Jacques Mattheij

Technology, Coding and Business

Divide And Conquer the most powerful concept in programming

Divide and Conquer is a name given to a group of algorithms that take a problem and then solves it recursively (recursion is a programming concept where a program uses a simpler version of itself, a bit like those Matroshka dolls). For instance, there is a very elegant algorithm that sorts lists of elements like this named Quicksort.

But that’s definitely not the only interpretation of those words. Historically they came from ‘divide and rule’, the concept of getting the locals to fight with each other which allowed a common enemy to rule them. United we stand and divided we fall…

The reason why I think that divide and conquer is the most powerful strategy in programming is that it can be applied on a higher level: while writing complex programs. If you are faced with a task that is too difficult to solve in one go you can apply the divide and conquer method stepwise until the problem you have to solve is a trivial one. Then you back up one level and re-apply until all the sub-problems are solved and this in turn solves the ‘too complicated to solve’ problem that you had in the first place.

Even more powerful: this applies to all problem solving, even outside programming. Let me give you an example: Need to remodel a house? Too complex to oversee in one go and for sure if you just start without a plan you’ll get stuck and/or depressed and you’ll burn down your house. No need for that! Break it down and it all gets a whole lot easier:

  • infrastructure
    • electricity
    • gas lines
    • water lines
    • heating
  • rooms
    • kitchen
      • do ceiling
      • prepare walls
      • tile floor
      • place cabinets
      • place countertops
    • bathroom
      • do ceiling
        • place wooden lattice
        • screw giprock
        • mudding and sanding
        • paint
      • prepare walls
        • tile walls
        • tile floor
        • place shower base
        • place shower doors
    • bedroom1
    • bedroom2
    • livingroom
    • attic
    • basement
I’ve detailed a few entries further to show that you don’t need to stop at any particular level, you can subdivide as far as you want. This is an extremely handy trick, it allows an individual to solve almost any problem given enough time. It applies equally to repairing cars, troubleshooting electronics learning and so on. There isn’t a task that I can think of where ‘divide and conquer’ does not make that task easier and it always surprises me when people either don’t know about it or do not know how to put it into practice. And if you do the dividing job before you start the actual work your divisions automatically become the plan which makes it usually a lot easier to spot what could go wrong and/or what the proper order is to do things in. For instance: in the example above it is now painfully obvious why you should do the floor before you place the cabinets in the kitchen which can save you costly time and money as well for re-work.

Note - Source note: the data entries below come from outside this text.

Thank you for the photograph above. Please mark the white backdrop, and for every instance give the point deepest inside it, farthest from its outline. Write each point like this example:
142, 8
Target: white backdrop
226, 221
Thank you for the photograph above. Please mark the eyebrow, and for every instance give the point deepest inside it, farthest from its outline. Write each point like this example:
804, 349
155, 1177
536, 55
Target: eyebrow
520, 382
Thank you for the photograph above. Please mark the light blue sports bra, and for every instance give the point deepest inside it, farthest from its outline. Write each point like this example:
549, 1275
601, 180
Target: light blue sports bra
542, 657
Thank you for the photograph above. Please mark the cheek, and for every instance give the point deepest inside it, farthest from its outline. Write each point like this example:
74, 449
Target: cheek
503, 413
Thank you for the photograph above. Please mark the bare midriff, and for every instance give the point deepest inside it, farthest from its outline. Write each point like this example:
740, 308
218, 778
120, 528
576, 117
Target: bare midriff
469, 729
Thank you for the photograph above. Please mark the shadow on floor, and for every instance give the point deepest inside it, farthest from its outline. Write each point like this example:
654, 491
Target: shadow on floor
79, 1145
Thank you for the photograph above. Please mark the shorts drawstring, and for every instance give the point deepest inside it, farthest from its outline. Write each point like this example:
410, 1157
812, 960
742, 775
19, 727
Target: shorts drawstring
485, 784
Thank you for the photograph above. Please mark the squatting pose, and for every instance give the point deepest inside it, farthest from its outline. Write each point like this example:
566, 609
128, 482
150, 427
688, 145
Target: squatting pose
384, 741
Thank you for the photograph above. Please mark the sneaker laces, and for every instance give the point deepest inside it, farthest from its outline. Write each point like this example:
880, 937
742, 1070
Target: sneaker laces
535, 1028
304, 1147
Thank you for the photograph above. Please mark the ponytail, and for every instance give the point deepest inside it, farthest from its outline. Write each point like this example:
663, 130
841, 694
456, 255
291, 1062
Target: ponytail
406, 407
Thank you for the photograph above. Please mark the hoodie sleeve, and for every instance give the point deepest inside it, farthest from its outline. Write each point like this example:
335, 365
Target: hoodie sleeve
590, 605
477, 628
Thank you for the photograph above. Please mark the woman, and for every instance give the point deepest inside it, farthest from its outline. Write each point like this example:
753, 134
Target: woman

Obviously there are some classes of problem where the strategy will fail. If you wish to lift Mount Everest by your lonesome then you’re not going to get very far even if you manage to somehow break it up into ‘two roughly equal halves’. But that’s because the task itself is beyond the reach of any single person or even humanity. But for most problems we are faced with on a day-to-day basis the rule holds that you can usually break them up into simpler or smaller problems.

So the next time when faced with something that you can’t do, either in computer programming or simply in the real world: Divide and conquer! Break the problem into two roughly equal pieces if at all possible, then try to solve those and if they are still too big repeat the process until at least some portion of the larger problem becomes tractable. Even slicing one small portion of the problem makes the remainder easier to solve.